Há,
em Portugal, cidadãos que nunca poderão ser humilhados pela justiça como está a
ser José Sócrates: os magistrados.
António
Marinho Pinto – Correio da Manhã, opinião
A
detenção do antigo primeiro-ministro José Sócrates levanta questões de ordem
política, de ordem jurídica e de cidadania. Mais do que a politização da
justiça, ela alerta-nos para a judicialização da política que está em curso no
nosso país.
José
Sócrates acabou, enquanto primeiro-ministro, com alguns dos mais chocantes
privilégios que havia na sociedade portuguesa, sobretudo na política e na
justiça. Isso valeu-lhe ódios de morte. Foi ele quem, por exemplo, impediu o
atual Presidente da República de acumular as pensões de reforma com o
vencimento de presidente.
A
raiva com que alguns dirigentes sindicais dos juízes e dos procuradores se
referiam ao primeiro-ministro José Sócrates evidenciava uma coisa: a de que, se
um dia, ele caísse nas malhas da justiça iria pagar caro as suas audácias. Por
isso, tenho muitas dúvidas de que o antigo primeiro-ministro esteja a ser alvo
de um tratamento proporcional e adequado aos fins constitucionais da justiça
num estado civilizado.
É
mesmo necessário deter um cidadão, fora de flagrante delito e sem haver perigo
de fuga, para ser interrogado sobre os indícios dos crimes económicos de que é
suspeito? É mesmo necessário que ele, depois de detido, esteja um, dois, três
ou mais dias a aguardar a realização desse interrogatório?
Dir-me-ão
que é assim que todos os cidadãos são tratados pela justiça. Porém, mesmo que
fosse verdade, isso só ampliava o número de vítimas da humilhação. Mas não é
verdade. Há, em Portugal, cidadãos que nunca poderão ser humilhados pela
justiça como está a ser José Sócrates: os magistrados. Desde logo porque juízes
e procuradores nunca podem ser detidos fora de flagrante delito.
Em
Portugal, poucos, como eu, têm denunciado a corrupção. Mas, até por isso,
pergunto: seria assim tão escandaloso que um antigo primeiro-ministro de
Portugal tivesse garantias iguais às de um juiz ou de um procurador? Ou será
que estes, sim, pertencem a uma casta de privilegiados acima das leis que
implacavelmente aplicam aos outros cidadãos?
A
justiça não é vingança e a vingança não é justiça. Acredito que um dia, em
Portugal, a justiça penal irá ser administrada sem deixar quaisquer margens
para essa terrível suspeita.
Carlos
Alexandre - Está há vários anos no Tribunal Central de Instrução Criminal
e por lá ficará o tempo que quiser, pois os juízes são inamovíveis. Tempos
houve em que um juiz não podia permanecer num tribunal mais do que seis anos
(era a regra do sexénio) e, por isso, recebia um subsídio para a habitação.
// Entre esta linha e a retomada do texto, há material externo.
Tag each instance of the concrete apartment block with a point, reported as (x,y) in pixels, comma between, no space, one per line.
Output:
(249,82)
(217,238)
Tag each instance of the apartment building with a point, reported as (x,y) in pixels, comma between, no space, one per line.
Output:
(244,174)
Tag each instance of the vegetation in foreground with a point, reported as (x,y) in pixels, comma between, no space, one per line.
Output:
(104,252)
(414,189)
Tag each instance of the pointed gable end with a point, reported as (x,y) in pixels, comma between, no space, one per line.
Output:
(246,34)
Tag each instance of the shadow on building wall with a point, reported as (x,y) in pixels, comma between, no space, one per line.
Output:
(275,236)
Porém, desses tempos, só resta, hoje, o dito subsídio, bem superior, aliás, ao
salário mínimo nacional e totalmente isento de impostos.
Duarte
Marques - Este deputado do PSD veio manifestar publicamente júbilo pela
detenção e humilhação pública de Sócrates, com o célebre ‘aleluia’. Era
evitável a primária manifestação de ódio quando até a ministra da Justiça nos
poupou ao habitual oportunismo político. Talvez mais cedo do que tarde se
cumpra a sentença de Ezequiel: "Os humildes serão exaltados, e os
exaltados serão humilhados."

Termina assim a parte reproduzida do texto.